KATAOKA Tamako (1905-2008)
Mt. Fuji
1980 color on paper
Donated by Nippon Oil Corporation,
Yokohama and Negishi Refineries

 片岡球子[かたおか・たまこ](1905-2008)は、1905年に札幌で醸造業を営む家庭の長女として生まれました。初めは女医を目指し勉学に励んでいましたが、親友の一言がきっかけで「パッとスパークするようなインスピレーションを感じ」(「私の半生記・情ありて」神奈川新聞、1979年)、画家になることを決意しました。
 東京の女子美術専門学校(現 女子美術大学)に学んだのちは、自活のため現在の横浜市立大岡小学校教諭として30年間教鞭をとりました。
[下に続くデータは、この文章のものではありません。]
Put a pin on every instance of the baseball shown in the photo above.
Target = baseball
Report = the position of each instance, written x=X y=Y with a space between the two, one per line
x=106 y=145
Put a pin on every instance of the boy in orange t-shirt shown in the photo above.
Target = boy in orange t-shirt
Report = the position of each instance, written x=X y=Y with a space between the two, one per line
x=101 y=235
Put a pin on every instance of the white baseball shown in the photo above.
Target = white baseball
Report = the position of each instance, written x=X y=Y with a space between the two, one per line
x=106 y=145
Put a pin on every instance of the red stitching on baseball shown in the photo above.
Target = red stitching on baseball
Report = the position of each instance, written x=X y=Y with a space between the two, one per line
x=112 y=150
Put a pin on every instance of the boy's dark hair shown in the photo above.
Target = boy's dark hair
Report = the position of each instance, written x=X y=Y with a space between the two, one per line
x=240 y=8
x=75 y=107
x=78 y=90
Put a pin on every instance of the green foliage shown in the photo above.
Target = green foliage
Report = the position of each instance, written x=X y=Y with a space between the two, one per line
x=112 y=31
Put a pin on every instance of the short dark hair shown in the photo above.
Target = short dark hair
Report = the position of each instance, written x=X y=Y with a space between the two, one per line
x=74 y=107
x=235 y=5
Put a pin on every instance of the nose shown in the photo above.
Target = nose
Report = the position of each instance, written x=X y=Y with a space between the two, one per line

その間、当初は帝展、そして院展での落選が続きましたが、1930年の院展に《枇杷[びわ]》が初入選します。その後も当時日本美術院院友の中島清之[なかじま・きよし]からの激励を支えに制作に打ち込み、1939年には《緑蔭[りょくいん]》が入選、院友に推挙されます。さらに、安田靫彦[やすだ・ゆきひこ]に入門し、研鑽を積みます。また彫刻家 山本豊市[やまもと・とよいち]の指導のもと彫刻デッサンに取り組むなど、日本画の伝統とみずからの資質とに向き合いながら、試行錯誤を続け、画家としての地歩を固めました。1952年の院展で《美術部にて》が入選、日本美術院賞・大観賞を受賞し、院同人となりました。
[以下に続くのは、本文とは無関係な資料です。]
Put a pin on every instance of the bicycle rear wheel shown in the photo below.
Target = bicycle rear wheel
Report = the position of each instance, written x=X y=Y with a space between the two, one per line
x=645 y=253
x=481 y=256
片岡球子(1905-2008)《面構 浮世絵師 鈴木春信と博物学者 平賀源内》
1985(昭和60)年 紙本着色、2曲1双
日本石油精製株式会社 横浜製油所、根岸精油所 指定寄付

KATAOKA Tamako (1905-2008)
Tsuragamae: Ukiyo-e Painter Suzuki Harunobu and Naturalist Hiraga Gen-nai
1985 color on paper, a pair of two-fold screens Donated by Ms. Kataoka Tamako

 1955年、小学校を退職し画業に専念しますが、以後も女子美術大学や、愛知県立芸術大学で後進の指導にあたり、教育の場から離れることはありませんでした。円熟期を迎え、代表作とされる富士山をはじめとする山の風景や、「面構[つらがまえ]」のシリーズに見られる、力強い構図や鮮やかな色彩、自由奔放な筆遣いを特徴とする独創的な表現を確立します。「面構」は、還暦を迎えたのち、大学を移った記念にライフワークとすべく取り組み始めたもので、戦国武将や浮世絵師など歴史上の人物を、共感と敬愛をもって描いています。また、その長い画歴のなかで日本美術院賞をはじめ数多くの賞を受け、1986年に文化功労者に選ばれ、1989年には文化勲章を受章しました。100歳を越えてもなお制作を続けていた片岡球子は、およそ80年にわたる画家としての歳月を通して、伝統的な日本画の世界に新風をもたらしました。